14 votes

How Star Wars' biggest fan wiki found itself in a fight over trans identity


  1. Atvelonis
    Disclaimer: I do some contract work for Fandom. This is just my opinion. Good decision from the company to step in here. It's characteristic of wiki editors to become hyper-fixated on policy...
    • Exemplary

    Disclaimer: I do some contract work for Fandom. This is just my opinion.

    Good decision from the company to step in here. It's characteristic of wiki editors to become hyper-fixated on policy standardization either in and of itself or as a means to an end, in this case trans exclusion. This is partially a byproduct of the wiki model, which, on large, old, and complex wikis, lends itself to a ruleset that is extremely focused on particulars. Additionally, the procedural methods that established wikis use to make decisions are extremely democratic. A tweet cited in the article calls it an "insane consensus standard," although I think that's a bit of an oversimplification. A significant level of editor input on policy proposals is normally a good thing: most editorial decisions should not be made solely by administrators, who, admittedly, are often a little bit out of touch with what readers actually care about. And high voting thresholds for minute policy decisions can reduce the frequency of counter-productive "back-and-forth" decisions that we see in real-world politics, that, on a wiki, would create an enormous maintenance backlog and distract from more important tasks, like actual content documentation.

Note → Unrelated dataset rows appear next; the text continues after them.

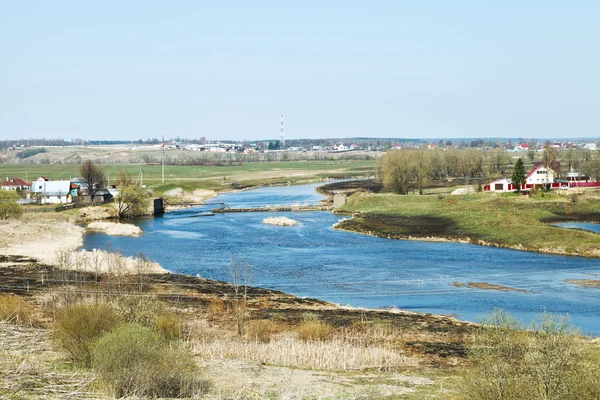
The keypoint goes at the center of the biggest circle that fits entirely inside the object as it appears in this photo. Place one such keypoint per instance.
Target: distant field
(207, 177)
(521, 222)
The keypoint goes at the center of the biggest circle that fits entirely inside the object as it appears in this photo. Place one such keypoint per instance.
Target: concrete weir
(272, 209)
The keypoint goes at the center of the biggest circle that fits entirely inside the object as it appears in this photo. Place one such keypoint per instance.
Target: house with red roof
(539, 177)
(15, 184)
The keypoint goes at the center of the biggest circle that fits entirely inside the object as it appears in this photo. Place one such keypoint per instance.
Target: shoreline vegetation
(338, 351)
(507, 221)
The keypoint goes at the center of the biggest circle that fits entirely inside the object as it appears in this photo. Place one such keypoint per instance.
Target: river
(313, 260)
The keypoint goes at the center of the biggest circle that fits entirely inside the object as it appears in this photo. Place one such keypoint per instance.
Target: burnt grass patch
(566, 216)
(402, 226)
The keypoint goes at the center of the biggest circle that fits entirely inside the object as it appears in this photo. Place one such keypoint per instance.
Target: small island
(115, 229)
(280, 221)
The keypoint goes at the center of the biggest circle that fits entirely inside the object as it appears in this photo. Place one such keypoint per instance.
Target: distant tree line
(30, 152)
(410, 169)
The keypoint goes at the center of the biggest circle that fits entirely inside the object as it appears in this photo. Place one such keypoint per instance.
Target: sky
(128, 70)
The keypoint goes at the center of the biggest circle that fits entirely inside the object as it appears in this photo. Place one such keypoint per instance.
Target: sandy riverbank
(52, 240)
(466, 240)
(115, 229)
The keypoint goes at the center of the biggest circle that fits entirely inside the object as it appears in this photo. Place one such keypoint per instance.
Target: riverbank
(514, 222)
(54, 239)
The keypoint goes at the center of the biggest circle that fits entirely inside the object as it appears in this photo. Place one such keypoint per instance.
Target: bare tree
(421, 166)
(240, 277)
(93, 176)
(132, 199)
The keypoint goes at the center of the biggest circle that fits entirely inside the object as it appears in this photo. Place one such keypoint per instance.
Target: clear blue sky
(227, 69)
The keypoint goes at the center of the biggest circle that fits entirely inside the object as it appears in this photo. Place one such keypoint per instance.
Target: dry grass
(216, 307)
(261, 330)
(78, 326)
(15, 310)
(314, 331)
(346, 350)
(30, 369)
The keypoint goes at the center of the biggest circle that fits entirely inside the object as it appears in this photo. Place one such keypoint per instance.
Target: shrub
(78, 326)
(261, 330)
(314, 330)
(547, 361)
(169, 325)
(8, 205)
(141, 310)
(133, 360)
(13, 309)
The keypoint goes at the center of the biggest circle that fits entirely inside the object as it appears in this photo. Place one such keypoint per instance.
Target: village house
(539, 177)
(15, 184)
(54, 192)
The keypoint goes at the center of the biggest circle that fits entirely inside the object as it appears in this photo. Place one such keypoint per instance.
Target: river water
(313, 260)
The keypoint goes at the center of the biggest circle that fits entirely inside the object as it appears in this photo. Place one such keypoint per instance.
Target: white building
(501, 185)
(57, 192)
(540, 175)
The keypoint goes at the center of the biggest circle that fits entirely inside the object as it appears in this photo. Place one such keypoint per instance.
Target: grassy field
(522, 222)
(207, 177)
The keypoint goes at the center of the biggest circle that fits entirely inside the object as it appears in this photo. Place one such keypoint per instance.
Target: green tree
(395, 170)
(518, 175)
(8, 205)
(421, 168)
(532, 149)
(93, 176)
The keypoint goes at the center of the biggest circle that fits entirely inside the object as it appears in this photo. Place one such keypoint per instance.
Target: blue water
(313, 260)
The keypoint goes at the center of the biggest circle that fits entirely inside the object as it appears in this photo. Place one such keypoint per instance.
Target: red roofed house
(14, 184)
(522, 147)
(538, 177)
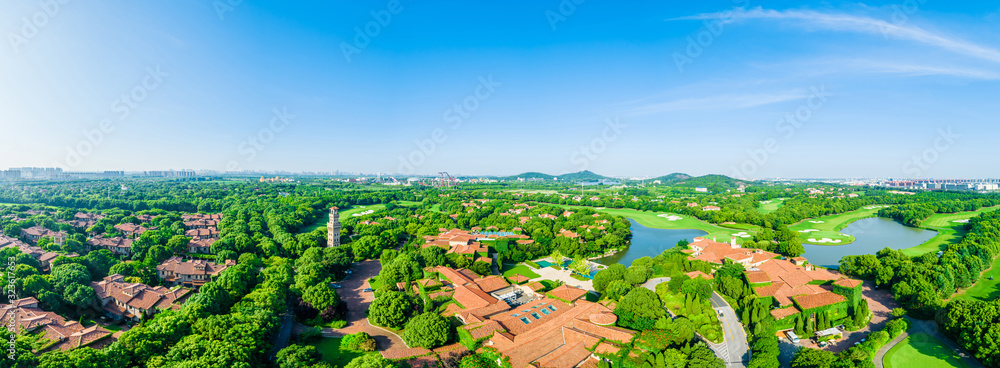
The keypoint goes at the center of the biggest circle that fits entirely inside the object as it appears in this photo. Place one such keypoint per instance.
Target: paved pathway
(734, 350)
(357, 304)
(563, 275)
(930, 328)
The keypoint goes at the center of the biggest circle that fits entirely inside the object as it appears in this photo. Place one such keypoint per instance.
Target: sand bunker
(670, 217)
(824, 240)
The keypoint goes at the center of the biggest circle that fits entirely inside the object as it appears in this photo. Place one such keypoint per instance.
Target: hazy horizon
(756, 90)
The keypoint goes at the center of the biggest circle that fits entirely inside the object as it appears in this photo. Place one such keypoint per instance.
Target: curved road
(734, 351)
(929, 328)
(357, 301)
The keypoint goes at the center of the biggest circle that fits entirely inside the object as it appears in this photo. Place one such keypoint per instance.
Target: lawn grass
(949, 231)
(374, 283)
(345, 214)
(653, 220)
(329, 348)
(924, 351)
(773, 205)
(831, 225)
(519, 269)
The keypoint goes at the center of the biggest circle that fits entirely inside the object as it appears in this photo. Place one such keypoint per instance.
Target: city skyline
(840, 89)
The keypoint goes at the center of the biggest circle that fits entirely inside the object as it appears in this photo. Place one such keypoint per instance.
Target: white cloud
(860, 24)
(721, 102)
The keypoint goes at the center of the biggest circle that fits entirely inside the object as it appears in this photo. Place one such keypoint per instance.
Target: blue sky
(742, 88)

    But this is one of those circumstances where other wiki policies should allow staff members to overrule the minutiae: specifically, Wookieepedia's policies on anti-discrimination and administrative autonomy definitely give enough leeway to supersede the issue. Fandom's Terms of Use are also explicit about transphobia, and have been for some time. The company removes anti-LGBTQ+ content pretty regularly, and has been vocal about it, so even from the perspective of system-loving wiki editors, it's a little strange that this even came to a vote. With that said, administrators on many established wikis have actually designed their roles to have relatively little power, allowing themselves to be demoted by community consensus if necessary (usually requiring input from other admins, but not necessarily). I don't know what Wookieepedia's exact demotion policy is, but it wouldn't surprise me if administrators were hesitant to make an "executive decision" (even if it was enforceable under the TOU) because they were afraid that it could jeopardize their position to some extent, particularly if some other influential administrators were against it. This is the drawback of having a lot of accountability for administrators: it risks a certain "tyranny of the majority" in controversial situations like this. There isn't a whole lot that can be done in such moments except to appeal to the company via the community's assigned Wiki Representative. Evidently, this time, that process worked.

    As a long-time wiki administrator and bureaucrat myself, I have to say that the exact issue Wookieepedians were arguing over—out-of-universe names—should be fairly uncontroversial. In general, from what I've seen, OOU content is not treated with the same level of scrutiny as in-universe content in regard to fastidious quotation rules and such. There just isn't a good reason to aim for verbatim documentation when the "lore" isn't on the line. These are real people, and that's a very different dynamic than deadnaming a fictional character for historical reasons. I can see this happening elsewhere: my impression has always been that transphobia is at its strongest within gaming communities, which make up a big proportion of the wikis on Fandom. However, most aren't quite as intractable as Wookieepedia, so I wouldn't expect it to become a recurring issue—particularly given the action taken by Fandom themselves in this case, and given that the cultural tides seem to be turning in favor of trans people over time. On my "home" wiki, Elder Scrolls, I've compiled several instances of LGBTQ+ representation in the series (many thanks to Lady Nerevar); notice how many entries there are for The Elder Scrolls Online (2014), as opposed to The Elder Scrolls V: Skyrim (2011), for example. On my wiki and others, I would expect to see a reduction in such issues as those described in these articles in the future.